Лесные тайны

22
18
20
22
24
26
28
30

— Нас трое, а он один — испужался, — засмеялась другая.

— Озорные вы, — махнул рукой Василий и шагнул на крыльцо к рукомойнику.

Разливавшая чай подвинула ему табуретку и спросила так просто-домовито, будто всегда вот так-то и сидела здесь за самоваром и управляла чаепитием:

— Тебе пожиже ай как?

— Наливай, — пробурчал он, не поднимая головы, и потянул руку за баранкой. Попробовал было откусить, не осилил, ухмыльнулся — топором бы ее.
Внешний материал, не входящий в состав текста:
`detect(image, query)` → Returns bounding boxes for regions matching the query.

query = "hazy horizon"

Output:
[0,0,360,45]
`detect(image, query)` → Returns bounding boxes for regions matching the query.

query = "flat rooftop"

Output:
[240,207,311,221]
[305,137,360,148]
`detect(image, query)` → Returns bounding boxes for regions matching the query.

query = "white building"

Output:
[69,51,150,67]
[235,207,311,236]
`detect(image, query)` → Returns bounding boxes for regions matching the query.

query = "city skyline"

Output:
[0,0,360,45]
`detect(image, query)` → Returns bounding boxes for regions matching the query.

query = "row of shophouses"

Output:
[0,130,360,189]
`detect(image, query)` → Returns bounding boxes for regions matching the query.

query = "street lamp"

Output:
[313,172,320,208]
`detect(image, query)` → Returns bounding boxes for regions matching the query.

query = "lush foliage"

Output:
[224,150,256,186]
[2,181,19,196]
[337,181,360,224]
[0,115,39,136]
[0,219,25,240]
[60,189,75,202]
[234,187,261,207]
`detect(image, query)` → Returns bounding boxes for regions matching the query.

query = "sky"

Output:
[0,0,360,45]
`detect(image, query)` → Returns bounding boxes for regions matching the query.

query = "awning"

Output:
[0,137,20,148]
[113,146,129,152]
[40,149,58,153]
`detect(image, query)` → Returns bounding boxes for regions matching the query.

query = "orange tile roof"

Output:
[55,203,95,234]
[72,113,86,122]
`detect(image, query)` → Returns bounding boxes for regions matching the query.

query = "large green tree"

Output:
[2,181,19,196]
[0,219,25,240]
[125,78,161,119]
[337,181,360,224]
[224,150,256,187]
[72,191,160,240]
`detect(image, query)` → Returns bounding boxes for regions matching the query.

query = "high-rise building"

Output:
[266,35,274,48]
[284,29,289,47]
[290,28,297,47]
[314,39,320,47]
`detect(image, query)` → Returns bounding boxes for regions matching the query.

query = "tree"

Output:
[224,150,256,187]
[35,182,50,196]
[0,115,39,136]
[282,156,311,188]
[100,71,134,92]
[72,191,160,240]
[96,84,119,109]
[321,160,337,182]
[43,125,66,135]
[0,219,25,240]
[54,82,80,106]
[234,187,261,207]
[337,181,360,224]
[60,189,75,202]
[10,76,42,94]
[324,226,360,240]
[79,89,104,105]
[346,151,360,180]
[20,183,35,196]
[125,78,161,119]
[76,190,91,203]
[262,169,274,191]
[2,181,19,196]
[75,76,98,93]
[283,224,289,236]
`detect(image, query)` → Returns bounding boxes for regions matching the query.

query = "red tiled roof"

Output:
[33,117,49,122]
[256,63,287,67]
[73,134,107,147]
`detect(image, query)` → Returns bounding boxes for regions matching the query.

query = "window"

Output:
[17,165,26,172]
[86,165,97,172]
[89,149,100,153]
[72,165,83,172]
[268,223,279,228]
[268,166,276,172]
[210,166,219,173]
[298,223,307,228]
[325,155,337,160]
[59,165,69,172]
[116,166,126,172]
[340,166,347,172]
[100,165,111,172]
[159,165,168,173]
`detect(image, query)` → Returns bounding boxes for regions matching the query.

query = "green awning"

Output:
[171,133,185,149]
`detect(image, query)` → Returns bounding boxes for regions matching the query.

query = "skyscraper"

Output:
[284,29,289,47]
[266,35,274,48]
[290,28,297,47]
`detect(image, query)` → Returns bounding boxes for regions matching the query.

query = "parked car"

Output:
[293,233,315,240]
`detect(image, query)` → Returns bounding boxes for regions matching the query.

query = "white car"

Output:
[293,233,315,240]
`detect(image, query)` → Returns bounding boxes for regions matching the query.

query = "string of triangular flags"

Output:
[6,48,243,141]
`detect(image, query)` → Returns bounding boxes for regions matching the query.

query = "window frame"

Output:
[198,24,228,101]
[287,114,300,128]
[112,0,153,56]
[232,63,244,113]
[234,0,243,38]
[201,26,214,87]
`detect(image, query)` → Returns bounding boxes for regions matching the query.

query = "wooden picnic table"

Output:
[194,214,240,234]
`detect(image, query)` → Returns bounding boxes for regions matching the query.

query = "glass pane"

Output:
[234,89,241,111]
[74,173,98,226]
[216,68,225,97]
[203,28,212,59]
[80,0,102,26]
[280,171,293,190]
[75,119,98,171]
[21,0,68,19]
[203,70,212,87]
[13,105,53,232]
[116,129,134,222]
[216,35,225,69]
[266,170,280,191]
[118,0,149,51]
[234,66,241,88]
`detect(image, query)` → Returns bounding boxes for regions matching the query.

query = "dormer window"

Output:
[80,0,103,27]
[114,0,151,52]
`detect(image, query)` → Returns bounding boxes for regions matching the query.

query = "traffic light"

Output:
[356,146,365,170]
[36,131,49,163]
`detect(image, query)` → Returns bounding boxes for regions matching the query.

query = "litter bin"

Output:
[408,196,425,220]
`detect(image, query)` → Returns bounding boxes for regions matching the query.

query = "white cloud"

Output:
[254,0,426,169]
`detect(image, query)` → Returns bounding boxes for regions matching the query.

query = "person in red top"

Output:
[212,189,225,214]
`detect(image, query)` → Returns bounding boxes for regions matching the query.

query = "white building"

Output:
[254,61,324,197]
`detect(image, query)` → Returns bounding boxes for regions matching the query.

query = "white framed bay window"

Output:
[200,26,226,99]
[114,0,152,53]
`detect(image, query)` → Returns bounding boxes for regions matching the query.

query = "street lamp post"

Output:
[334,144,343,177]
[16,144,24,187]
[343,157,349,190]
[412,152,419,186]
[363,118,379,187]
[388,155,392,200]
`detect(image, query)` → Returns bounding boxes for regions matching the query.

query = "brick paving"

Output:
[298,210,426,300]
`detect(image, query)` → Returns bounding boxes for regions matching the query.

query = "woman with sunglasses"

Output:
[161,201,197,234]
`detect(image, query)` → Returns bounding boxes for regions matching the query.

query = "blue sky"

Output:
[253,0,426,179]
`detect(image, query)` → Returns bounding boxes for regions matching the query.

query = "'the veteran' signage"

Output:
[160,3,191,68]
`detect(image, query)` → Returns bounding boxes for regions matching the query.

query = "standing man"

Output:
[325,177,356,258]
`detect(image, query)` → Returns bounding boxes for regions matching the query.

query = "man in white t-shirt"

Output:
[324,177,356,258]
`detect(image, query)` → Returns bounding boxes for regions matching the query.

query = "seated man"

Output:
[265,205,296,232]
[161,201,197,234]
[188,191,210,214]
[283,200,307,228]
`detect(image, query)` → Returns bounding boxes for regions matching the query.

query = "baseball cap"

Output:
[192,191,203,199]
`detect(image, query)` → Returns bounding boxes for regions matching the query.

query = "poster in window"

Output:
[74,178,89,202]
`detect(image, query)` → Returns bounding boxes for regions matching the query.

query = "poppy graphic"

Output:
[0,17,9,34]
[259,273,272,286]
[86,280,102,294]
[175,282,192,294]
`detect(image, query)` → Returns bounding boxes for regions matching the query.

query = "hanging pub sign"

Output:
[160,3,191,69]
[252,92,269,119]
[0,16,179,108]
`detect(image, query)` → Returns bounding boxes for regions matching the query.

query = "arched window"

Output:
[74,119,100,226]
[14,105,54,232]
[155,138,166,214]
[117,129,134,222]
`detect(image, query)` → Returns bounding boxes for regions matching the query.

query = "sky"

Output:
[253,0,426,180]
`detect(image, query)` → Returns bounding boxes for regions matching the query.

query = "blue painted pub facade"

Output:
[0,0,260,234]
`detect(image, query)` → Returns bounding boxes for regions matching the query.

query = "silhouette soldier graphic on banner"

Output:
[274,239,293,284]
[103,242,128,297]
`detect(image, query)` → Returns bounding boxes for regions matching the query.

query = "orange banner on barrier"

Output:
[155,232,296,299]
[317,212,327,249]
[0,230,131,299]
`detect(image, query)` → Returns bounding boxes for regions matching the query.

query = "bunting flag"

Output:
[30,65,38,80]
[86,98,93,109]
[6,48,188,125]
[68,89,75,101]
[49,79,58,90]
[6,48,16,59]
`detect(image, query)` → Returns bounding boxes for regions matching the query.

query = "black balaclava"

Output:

— А ты помакай — обмякнет.

— Ничего, управимся. — Положил на ладонь, нажал, баранка хрупнула и рассыпалась.

— Эк тебя господь силенкой наградил, сердешный! — повернулась к нему девушка за самоваром.

— Как тебя звать? — строго обратился к ней Василий.

— Девчата кличут Фешкой, а поп окрестил Ефросиньей.

— Стало быть, Фрося. Ну, а меня, значит, Василий.

Так поселилась с двумя подружками у Василия Фрося.

Через три недели пошел моль. Все занялись скатыванием с берега в реку бревен. По мере того, как все меньше и меньше оставалось несплавленной древесины, все больше и больше уходило людей к низовью, к запани, где связывали бревна в плоты.

Наступила пора отправляться и Васильевым квартирантам. Но, видать, на роду Фросе было написано навсегда поселиться у Василия Кирилловича Борунова в глухом лесу на крутом берегу торфянистой Яны. Случилось это так.

Готовясь к отъезду, девчата затеяли большую стирку и полную генеральную уборку всего дома. Скоблили, терли, мыли, печку мелом мазали, медную посуду толченым кирпичом в блеск вводили.

Василий, не желая им мешать, чуть свет, по ранней заре ушел в лес. Да и не хотелось выдавать девчатам своего душевного состояния. Сжился с ними, оттаяла душа от девичьего веселого, доброго говора, от уютного чаепития. Уедут — опять один, опять тоска, опять лес, ветер, дождь, снег по пояс да голодный волчий вой. Опять дремучая, берложная жизнь. Ушел угрюмый, чувствуя себя заброшенным, никому не нужным.

Две подружки, закончив уборку, отправились за три километра сговариваться насчет завтрашнего совместного отъезда. Дома осталась одна Фрося. Надо было высушить и уложить в сундучки белье.

Василий вернулся раньше обычного. Вдалеке погромыхивал гром, падали редкие, крупные, предгрозовые капли.

Фрося, торопливо сорвав с веревки белье в кошелку, поднималась с ней по лестнице на сеновал. Василий, грузно опираясь ладонями о стволы ружья, смотрел, как на ступеньках мелькали загорелые, тугие икры, гнулось под тяжестью корзины ее молодое сильное тело. Вдруг он рванулся к Фросе и, не дав спрыгнуть на землю, схватил в охапку, до боли прижал к груди и, шумно дыша, понес в избу.

Она испуганно взвизгнула, но, взглянув в его пылающие, дикие зрачки, увидала неотвратимое, притихла, разжала пальцы, выронила корзинку.